I cinque set strappati a Khachanov, senza mai mollare per 4 ore e mezzo, sono un indizio pesante: il super talento australiano forse ha capito che è venuto il momento di aggiungere una dose di normalità alla sua quotidiana follia. Agli ottavi incontrerà Nadal, e anche Wilander avverte Rafa: “è la sfida più pericolosa per Rafa”

Non solo tweener

E se Nick Kyrgos stesse maturando? E se stesse diventando più – okay, bisogna dirlo con circospezione:- ‘affidabile’?…

Senza perdere la follia che lo abita, inguaribile e benedetta, ma limando le nevrosi che in lui tendono pericolosamente alla psicosi. I cinque set scuciti a Khachanov – 4 ore e 24 minuti, il match più lungo della sua carriera – il russo tutto dedizione e ferramenta, sono una mezza prova che arriva dopo altri indizi. Con una coscia dolorante – «e le gambe, ragazzi, che pesavano quaranta chili ciascuna…» – Nick il Folle non ha mollato, non si è disunito. Non si è cercato un’uscita di sicurezza scavando nel muretto fragile delle scuse. Ha tenuto duro, anche dopo il tie-break perso nel quarto set, e nel super tie-break del quinto ha incollato un punto all’altro restando appiccicato al match. E se l’è preso con uno scambio, quello che lo ha portato al matchpoint, che è la dimostrazione lineare di come il giullare del tennis – quello che ti fa giocare un passante per vedere come va a finire, o che invece di piazzare uno smash aspetta il rimbalzo per baloccarsi con un tweener -, che Nick l’incompiuto sa anche trasformarsi in talento architettonico puro, essenziale: diritto alzato sul rovescio di KK, rovescio schiacciato che scatta lungolinea come un cobra. Applausi a scena aperta, e non solo perché si gioca a Melbourne.

Il giovane Holden del tennis

Kyrgios non sarà mai un giocatore normale, lo sappiamo. Ma può diventare un giocatore. E allora sarebbe tempo di suonare le campane, convocare la banda e gli aedi, perché il tennis gli scorre nelle vene come ad un principe Darth tentato dal lato lato luminoso della Forza.

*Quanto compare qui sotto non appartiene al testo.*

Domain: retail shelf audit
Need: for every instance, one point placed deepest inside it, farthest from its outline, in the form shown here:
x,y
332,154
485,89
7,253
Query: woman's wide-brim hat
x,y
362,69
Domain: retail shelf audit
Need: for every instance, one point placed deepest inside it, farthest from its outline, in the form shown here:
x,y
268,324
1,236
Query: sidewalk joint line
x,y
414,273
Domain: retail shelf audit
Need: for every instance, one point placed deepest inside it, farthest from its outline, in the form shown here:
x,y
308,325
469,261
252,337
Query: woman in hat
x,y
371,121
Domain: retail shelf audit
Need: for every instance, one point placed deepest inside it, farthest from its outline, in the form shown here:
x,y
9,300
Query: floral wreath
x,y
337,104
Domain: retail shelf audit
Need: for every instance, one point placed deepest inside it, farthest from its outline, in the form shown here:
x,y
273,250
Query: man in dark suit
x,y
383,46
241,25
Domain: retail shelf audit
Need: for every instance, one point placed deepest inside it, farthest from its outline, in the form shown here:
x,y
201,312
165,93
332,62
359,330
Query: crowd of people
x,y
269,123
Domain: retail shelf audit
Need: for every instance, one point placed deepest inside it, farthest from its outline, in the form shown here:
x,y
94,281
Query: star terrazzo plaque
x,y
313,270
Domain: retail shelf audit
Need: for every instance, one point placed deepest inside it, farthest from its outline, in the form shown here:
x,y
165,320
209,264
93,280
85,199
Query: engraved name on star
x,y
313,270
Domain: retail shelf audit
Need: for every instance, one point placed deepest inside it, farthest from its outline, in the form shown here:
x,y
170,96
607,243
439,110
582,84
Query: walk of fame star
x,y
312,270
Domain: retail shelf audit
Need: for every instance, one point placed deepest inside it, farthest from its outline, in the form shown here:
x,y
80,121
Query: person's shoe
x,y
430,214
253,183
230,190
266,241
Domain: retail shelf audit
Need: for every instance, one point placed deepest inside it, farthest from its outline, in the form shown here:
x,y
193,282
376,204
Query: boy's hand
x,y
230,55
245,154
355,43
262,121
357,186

Negli ottavi gli tocca Nadal, e tutti stiamo trattenendo il fiato perché questo può essere l match che accende il torneo. L’ottavo capitolo di una saga che manda in corto il circuito, iniziata nel 2014 a Wimbledon, quando il 19enne Nick balzo dall’iperspazio per sradicare Rafa – che lui perfidamente chiama ‘Ralph – dalla segale benedetta dei Championhips. Sembrava il giovane Holden del tennis, the catcher in the rye (e rye, non a caso, è il nome inglese della segale), con quei colpi che sono l’alfabeto perfetto di un adolescente inquieto, illuminato e detestabile, pieno di sogni giusti – la sofferenza per la sua Australia che brucia, lo spirito di squadra in Davis e in Laver cup – e di idee sbagliate.

Una mente pericolosa

Nadal è il suo antipode tennistico in una sfida squilibrata – il quasi tutto vinto da Rafa, il quasi niente che si è portato a casa Nick – ma affascinante. Nadal lo osserva come si fa con il nipotino capriccioso che ti si infila fra le gambe, a volte con pazienza, a volte con insofferenza. Kyrgios del numero uno percepisce l’immensità sportiva, ma tende a non rispettarla. Anche a Melbourne per rispondere al giudice di sedia che gli rimproverava i tempi lenti, ha mimato i gesti di Nadal, il nemico pubblico dello shot-clock, toccandosi dietro le orecchie e slargandosi lo slip.

«Un match contro Kyrgios è lo scenario peggiore per Nadal», dice Mats Wilander, guru tecnico di Eurospsort. «E lo è per molti motivi, il principale dei quali è che Nick serve così bene (anche oggi ha superato i 30 ace, ndr) e con lui gli scambi non sono mai lunghi. Ma non è Karlovic o Isner, sa giocare anche da fondo. Ha mani incredibili e grandi fondamentali, quindi non si fa dettare lo scambio, e non ti dà nessun ritmo. E l’ultima cosa è che la mente di Kyrgios è diversa da quella di tutti gli altri». Una mente pericolosa. Per se stesso, ma ora anche per gli altri.